The schoolteacher withdrew to a table with a small glass of white wine and wet his muzzle in that sourish liquid of village dances that infuses the stench of lust pantingly relieved with hot whispers and abandoned cries in fragrant orchards behind taverns or, when there isn’t enough tail to go around, that simply goes the way of all liquids, flowing into the stinking tarred troughs of caustic smelling tavern toilets and from there to cesspools and from there into the earth which purifies the liquid and transforms it back into the crystal flow of the spring in the valley. He raised his heavy, mean, bloodshot eyes to the dance floor and followed me with the resentful stare of an outsider as I danced with the Hungarian girl; he knew I was young and single and an intellectual from Prague, one who had mastered that vague miscellany of information that evokes the impression of erudition he too was striving to evoke, and so at night, in private,
he would rail contemptuously against yokels who get together at recreation centers, dumb-ass shopgirls, mechanics who barely know how to sign their names, and it never occurred to him that he himself was capable of little more than signing his own name in the heavy-handed calligraphy that was a throwback to the days of the Austrian Empire, that he didn’t know much more than the four rudimentary operations of arithmetic, the solution of a quadratic equation and a brief review of Czech history (memorized a long time ago by rote in the so-called heroical-patriotic form of idealistic bourgeois stories about heroes and national spirit, and now confused with a Marxism he had failed to grasp), how to tell the male blossom from the female on a few plants and how to classify the common fauna of this planet into mammals, birds, and invertebrates, but he didn’t know a blessed thing about Dollo’s Law of Irreversibility or the amazing evolution of turtles’ shells, or the semi-legendary archaeopteryx; he wouldn’t believe you if you told him that the brontosaurus had two nerve centers in its spine and hence two brains, and if he did happen to half believe you he’d transform it into a crude joke.
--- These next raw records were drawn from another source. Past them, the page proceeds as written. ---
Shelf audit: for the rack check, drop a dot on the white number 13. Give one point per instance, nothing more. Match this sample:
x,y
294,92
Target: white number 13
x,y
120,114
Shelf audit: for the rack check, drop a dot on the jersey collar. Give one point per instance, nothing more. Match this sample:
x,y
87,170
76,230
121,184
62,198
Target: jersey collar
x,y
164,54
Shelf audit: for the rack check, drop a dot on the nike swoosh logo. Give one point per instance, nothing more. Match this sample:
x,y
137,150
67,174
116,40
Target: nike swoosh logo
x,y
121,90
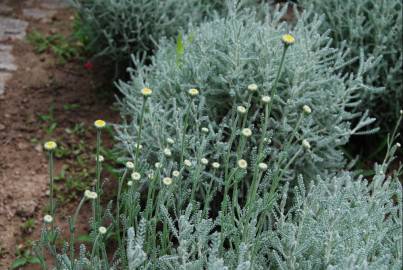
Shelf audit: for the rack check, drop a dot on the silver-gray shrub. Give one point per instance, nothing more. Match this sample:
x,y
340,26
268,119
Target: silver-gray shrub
x,y
221,58
118,28
373,28
342,222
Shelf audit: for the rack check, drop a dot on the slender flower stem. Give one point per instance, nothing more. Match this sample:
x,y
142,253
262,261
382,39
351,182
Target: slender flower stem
x,y
72,231
95,246
51,185
273,91
139,133
98,179
121,180
183,143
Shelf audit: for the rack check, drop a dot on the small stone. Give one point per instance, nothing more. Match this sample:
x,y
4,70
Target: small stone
x,y
36,13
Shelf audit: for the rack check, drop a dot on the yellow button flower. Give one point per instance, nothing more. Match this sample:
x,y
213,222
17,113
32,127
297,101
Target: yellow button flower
x,y
288,39
100,124
146,91
50,145
193,92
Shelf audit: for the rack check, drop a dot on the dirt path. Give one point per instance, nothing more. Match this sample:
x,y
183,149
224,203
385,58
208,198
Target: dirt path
x,y
39,100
And yet he could stand in front of runny-nosed children at their schooldesks, and with an expression of extreme erudition lecture them how, according to an English scholar named Darwin, man is descended from the monkey, and over the
years he had grown used to feeling intellectually superior to the six- to eleven-year-old pupils around him, to the weary farmers who dropped in to the tavern on Saturdays for a drink, and village blacksmiths whose hands, accustomed to the weight of iron sledgehammers, were unable to sign their names in the box marked “parental signature” in their children’s weekly reports without smearing the page with axle grease and without the uneven signature creeping beyond the narrow printed rectangle; he never considered that it is just as hard, if not harder, and just as worthy, if not worthier, and probably far more beautiful to be able to control the delicate mechanism of a precision lathe, to turn out silvery shining bolts and nuts, to observe the milky flow of oils and other fluids that flush and lubricate the cutters and drills, than it is to scratch out the natural expressions of childhood with red ink, molding them into uniform monstrosities of correct grammar and acceptable style, and to implant in children’s souls such deep-rooted subconscious convictions as “i before e except after c,” yet he did know that my erudition (even though it was only a glorified nonerudition, the kind of intellectual fraud committed by ninety-nine percent of all high school graduates with the exception of the one percent that become theoretical physicists, astronomers, paleontologists, paleographers, chemists and experimental pathologists) was greater, more impressive
than his — as was my suit, made by a good Prague tailor, while his pudgy body, half a head shorter than Emöke’s slouched in a Sunday suit of a style beyond style that had never even been in style, aggravated by a necktie in that eternal pattern of indeterminate slots and slashes; and so with his baleful, helpless eyes, eyes of the weak, the outcast, the handicapped, he followed me around the dance floor as I danced with Emöke.